But if I translate activeCam by a positive X value, the camera seems to go left, when it should be going right (or all objects should be going left).
The mesh on the screen moves right, instead.
Which is to be expected. You aren’t moving a “camera” (OpenGL doesn’t have a camera), you’re moving the objects:
This transforms the positions of the vertices by the given matrix. If the matrix includes a translation in the positive X direction, the vertices will be moved in the positive X direction.

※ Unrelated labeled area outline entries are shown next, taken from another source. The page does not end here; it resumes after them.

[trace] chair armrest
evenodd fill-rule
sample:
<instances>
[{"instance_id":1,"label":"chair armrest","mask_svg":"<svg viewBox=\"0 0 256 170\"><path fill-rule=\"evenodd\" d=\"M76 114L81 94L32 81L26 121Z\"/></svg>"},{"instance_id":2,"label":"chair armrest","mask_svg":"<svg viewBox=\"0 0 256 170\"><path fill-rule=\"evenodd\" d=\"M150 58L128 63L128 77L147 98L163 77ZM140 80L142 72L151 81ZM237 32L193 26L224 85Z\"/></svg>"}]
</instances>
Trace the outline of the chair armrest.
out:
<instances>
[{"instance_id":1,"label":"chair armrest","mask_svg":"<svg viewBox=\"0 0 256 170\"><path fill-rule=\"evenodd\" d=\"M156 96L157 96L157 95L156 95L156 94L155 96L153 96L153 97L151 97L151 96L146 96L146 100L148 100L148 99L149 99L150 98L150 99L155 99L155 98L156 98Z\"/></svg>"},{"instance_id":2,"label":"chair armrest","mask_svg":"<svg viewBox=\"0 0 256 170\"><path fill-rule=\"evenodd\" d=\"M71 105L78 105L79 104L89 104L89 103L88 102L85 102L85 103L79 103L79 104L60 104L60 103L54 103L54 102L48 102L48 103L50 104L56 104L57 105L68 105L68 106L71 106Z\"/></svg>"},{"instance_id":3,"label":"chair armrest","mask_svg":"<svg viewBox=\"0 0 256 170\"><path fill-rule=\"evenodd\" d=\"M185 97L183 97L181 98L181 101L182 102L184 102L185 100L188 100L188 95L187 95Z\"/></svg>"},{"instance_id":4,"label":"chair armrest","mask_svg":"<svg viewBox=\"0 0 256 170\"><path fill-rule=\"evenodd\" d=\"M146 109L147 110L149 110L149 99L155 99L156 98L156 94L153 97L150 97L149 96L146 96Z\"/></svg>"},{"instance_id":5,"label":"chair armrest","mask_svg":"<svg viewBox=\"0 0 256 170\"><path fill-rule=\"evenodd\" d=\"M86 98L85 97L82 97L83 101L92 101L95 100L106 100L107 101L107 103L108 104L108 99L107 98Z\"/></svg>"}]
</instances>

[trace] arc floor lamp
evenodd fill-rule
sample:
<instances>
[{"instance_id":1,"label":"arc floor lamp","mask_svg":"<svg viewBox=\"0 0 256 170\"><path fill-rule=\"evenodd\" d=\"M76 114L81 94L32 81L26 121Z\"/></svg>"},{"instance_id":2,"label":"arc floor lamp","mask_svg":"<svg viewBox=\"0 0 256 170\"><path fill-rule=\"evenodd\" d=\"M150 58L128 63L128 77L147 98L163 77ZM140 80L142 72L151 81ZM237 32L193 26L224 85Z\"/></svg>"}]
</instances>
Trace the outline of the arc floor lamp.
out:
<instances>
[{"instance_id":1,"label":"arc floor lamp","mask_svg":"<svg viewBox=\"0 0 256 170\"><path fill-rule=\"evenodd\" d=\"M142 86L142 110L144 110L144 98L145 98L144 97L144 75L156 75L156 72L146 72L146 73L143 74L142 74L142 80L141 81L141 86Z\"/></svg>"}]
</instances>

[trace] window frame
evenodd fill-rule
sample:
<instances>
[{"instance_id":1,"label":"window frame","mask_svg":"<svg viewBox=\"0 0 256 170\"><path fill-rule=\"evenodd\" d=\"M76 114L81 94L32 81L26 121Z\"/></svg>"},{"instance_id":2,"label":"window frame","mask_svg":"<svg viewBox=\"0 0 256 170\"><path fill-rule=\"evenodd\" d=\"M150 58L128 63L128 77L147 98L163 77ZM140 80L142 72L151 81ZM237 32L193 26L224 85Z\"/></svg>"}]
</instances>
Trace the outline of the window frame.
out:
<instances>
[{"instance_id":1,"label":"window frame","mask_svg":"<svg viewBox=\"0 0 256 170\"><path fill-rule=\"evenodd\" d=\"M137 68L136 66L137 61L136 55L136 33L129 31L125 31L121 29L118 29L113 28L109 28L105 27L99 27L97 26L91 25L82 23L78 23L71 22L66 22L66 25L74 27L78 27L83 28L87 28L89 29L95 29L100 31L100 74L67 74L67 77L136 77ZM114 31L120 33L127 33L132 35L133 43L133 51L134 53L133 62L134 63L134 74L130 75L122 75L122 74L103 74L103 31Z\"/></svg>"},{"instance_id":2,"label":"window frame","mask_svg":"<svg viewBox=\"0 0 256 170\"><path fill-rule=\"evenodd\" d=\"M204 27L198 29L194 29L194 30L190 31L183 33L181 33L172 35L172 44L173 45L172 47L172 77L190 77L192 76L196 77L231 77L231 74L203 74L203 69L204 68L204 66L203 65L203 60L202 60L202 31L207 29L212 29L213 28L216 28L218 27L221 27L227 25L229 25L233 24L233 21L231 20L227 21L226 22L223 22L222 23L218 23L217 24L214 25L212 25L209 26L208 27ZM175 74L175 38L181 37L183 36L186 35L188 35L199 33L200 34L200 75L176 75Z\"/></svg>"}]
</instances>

The viewpoint is always at 0,0,0 looking along the positive Z axis (conventional projection matrices as generated by e.g. glm::perspective or glm::ortho flip the Z direction, so it’s along the negative Z axis in eye space). To render the scene from a different viewpoint, you transform everything in the scene by the inverse transformation (e.g. to move the viewpoint to the right, you move everything to the left).
The easiest way to model a camera is to treat it like an object then pass the inverse of its transformation matrix to the vertex shader. Note that the projection shouldn’t be inverted, i.e. you want e.g. glm::perspective * glm::inverse(m) where m consists of the rotations and translations applied to the camera.
The fixed-function pipeline didn’t offer the ability to invert an arbitrary matrix, so the usual approach there was to invert the individual transformations (e.g. glTranslate(-x,-y,-z), glRotate(-angle,…), or glScale(1/x,1/y,1/z)) and apply them in the reverse order: for any matrices A,B,C, (A·B·C)-1 = C-1·B-1·A-1.